Das auf den E-Commerce-Bereich spezialisierte Start-up Vision AI, ein Alumnus aus unseren Programmen, hat beispielsweise vor kurzem eine Finanzierung in Höhe von fünf Millionen Euro erhalten, die wachsen gerade stark. Der Markt ist interessiert daran, eigene, europäische Lösungen im KI-Bereich aufzubauen, denn KI-Startups aus Europa gelten mit Blick auf die Risiken der Technologien und die Datensouveränität als seriös und sicher.

Bei dem hohen Finanzierungsbedarf und Investmentrisiken dieser neuen Technologiefelder und -Startups ist politische Unsicherheit, wie zuletzt zum Beispiel rund um die Haushaltsdiskussion, Gift.

Ist das ein Grund, warum die Investitionen zurückgegangen sind?

Mit Sicherheit auch.
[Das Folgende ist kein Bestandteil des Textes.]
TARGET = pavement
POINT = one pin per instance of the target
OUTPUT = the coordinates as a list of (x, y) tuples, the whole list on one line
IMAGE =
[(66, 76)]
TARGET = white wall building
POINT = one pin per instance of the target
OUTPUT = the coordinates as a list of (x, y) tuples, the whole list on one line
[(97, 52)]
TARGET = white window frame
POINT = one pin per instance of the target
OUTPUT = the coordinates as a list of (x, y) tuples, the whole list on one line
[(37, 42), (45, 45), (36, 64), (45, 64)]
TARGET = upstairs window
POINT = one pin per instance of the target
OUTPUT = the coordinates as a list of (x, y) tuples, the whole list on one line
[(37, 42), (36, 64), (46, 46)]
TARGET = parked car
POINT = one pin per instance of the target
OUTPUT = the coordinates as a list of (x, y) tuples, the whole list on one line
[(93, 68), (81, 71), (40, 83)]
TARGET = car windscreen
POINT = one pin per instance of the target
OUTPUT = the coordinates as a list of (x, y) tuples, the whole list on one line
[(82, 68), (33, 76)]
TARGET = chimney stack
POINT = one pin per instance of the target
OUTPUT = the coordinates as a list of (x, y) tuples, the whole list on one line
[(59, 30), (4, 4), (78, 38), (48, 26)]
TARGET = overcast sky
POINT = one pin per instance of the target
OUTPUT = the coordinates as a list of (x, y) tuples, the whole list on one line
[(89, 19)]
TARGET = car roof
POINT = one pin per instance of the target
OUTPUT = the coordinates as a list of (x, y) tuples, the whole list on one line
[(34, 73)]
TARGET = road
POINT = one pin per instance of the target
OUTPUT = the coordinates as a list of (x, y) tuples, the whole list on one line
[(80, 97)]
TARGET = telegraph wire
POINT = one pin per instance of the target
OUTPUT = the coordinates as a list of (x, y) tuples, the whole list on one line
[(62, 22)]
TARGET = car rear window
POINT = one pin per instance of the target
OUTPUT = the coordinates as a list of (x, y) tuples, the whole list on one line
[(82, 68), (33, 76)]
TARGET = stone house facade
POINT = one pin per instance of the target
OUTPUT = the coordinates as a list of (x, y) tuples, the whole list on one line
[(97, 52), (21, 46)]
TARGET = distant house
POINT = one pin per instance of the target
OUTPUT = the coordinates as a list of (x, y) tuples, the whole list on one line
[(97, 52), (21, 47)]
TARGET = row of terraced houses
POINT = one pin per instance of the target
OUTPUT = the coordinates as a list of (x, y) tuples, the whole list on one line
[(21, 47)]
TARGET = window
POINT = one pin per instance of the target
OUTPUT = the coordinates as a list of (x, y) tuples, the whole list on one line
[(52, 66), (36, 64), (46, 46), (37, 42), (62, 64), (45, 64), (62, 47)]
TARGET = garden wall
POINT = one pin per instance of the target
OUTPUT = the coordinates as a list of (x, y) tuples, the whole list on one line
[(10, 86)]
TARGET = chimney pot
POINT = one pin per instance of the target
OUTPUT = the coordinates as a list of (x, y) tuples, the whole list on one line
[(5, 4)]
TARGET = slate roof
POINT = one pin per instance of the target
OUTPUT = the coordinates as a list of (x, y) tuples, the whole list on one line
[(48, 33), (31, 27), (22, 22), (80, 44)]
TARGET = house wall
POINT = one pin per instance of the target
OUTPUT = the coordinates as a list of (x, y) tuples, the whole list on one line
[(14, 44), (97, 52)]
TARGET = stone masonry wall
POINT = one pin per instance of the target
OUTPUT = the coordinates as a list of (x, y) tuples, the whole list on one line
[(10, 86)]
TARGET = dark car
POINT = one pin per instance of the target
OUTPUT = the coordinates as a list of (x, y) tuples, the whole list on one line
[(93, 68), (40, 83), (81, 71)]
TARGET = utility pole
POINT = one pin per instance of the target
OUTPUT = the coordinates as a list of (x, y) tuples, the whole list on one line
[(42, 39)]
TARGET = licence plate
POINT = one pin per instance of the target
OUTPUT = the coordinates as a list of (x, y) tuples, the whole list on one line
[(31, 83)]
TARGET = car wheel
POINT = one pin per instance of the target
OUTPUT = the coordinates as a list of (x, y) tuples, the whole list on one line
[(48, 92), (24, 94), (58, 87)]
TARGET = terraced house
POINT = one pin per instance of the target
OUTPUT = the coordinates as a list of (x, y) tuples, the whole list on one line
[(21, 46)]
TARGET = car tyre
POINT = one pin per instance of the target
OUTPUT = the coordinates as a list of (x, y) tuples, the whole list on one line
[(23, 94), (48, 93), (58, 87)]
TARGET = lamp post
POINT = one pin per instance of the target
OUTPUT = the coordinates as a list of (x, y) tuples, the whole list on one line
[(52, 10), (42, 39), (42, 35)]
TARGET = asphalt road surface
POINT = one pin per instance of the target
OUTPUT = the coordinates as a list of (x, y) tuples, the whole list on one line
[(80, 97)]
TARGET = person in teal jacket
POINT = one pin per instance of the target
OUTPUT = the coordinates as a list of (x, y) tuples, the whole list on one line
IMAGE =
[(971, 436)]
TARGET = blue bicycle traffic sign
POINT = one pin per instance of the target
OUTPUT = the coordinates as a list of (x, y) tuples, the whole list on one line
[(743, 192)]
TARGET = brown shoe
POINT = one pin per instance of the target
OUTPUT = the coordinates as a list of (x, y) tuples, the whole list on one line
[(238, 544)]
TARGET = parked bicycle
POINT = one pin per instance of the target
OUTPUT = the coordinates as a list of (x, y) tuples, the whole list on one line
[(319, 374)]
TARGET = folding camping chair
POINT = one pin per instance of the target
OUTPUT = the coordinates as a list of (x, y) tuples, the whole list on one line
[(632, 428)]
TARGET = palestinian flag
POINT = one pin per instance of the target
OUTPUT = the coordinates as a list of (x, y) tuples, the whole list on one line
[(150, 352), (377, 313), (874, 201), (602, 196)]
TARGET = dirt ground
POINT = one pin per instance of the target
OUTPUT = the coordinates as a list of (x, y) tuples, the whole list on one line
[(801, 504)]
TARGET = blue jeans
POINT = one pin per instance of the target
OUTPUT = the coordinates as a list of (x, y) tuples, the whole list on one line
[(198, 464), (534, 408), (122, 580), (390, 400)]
Politische Unsicherheit ist ein klassischer Auslöser von Zurückhaltung in der Startup-Szene. Dann schauen die Menschen mit Gründungspotential in der Regel nämlich erstmal auf ihre individuelle Sicherheit und kündigen ihren Job dann vielleicht doch nicht, um sich selbstständig zu machen. Oder wenn sie aus der Hochschule kommen, nehmen sie vielleicht doch erstmal den sicheren Job an, bevor sie sich in die Gründung stürzen.

Die Zahl der Gründerinnen ist geringer als die der Gründer. Sind Frauen da weniger risikobereit?

Nein, das ist mir zu einfach. Es gibt viele inspirierende Beispiele von Gründerinnen in Deutschland, die als großartige Vorbilder vorangehen! Eine der bekanntesten davon ist sicherlich Verena Pausder, die sogar gebürtig aus einer Unternehmerfamilie in Bielefeld kommt und mittlerweile nicht nur Unternehmerin, Investorin eines Frauen-Fußball-Clubs in Berlin - sondern auch neue Vorstandsvorsitzende des deutschen Startup Verbandes ist (und damit Christian Miele, ebenfalls aus unserer Region, nachfolgt). Aber auch Elisabeth L‘Orange ist ein tolles Beispiel als Gründerin des KI Startups Oxolo, das sich gerade erst eine grosse Finanzierung gesichert hat!

Allgemein müssen wir in Deutschland früher ansetzen, um schon Jugendliche und Studenten für Unternehmertum zu begeistern. Da kommt Schulen und Universitäten eine besondere Verantwortung zu, damit eben nicht klassische Karrierepfade eingeschlagen werden, sondern Gründungsbegeistere frühzeitig gefördert werden.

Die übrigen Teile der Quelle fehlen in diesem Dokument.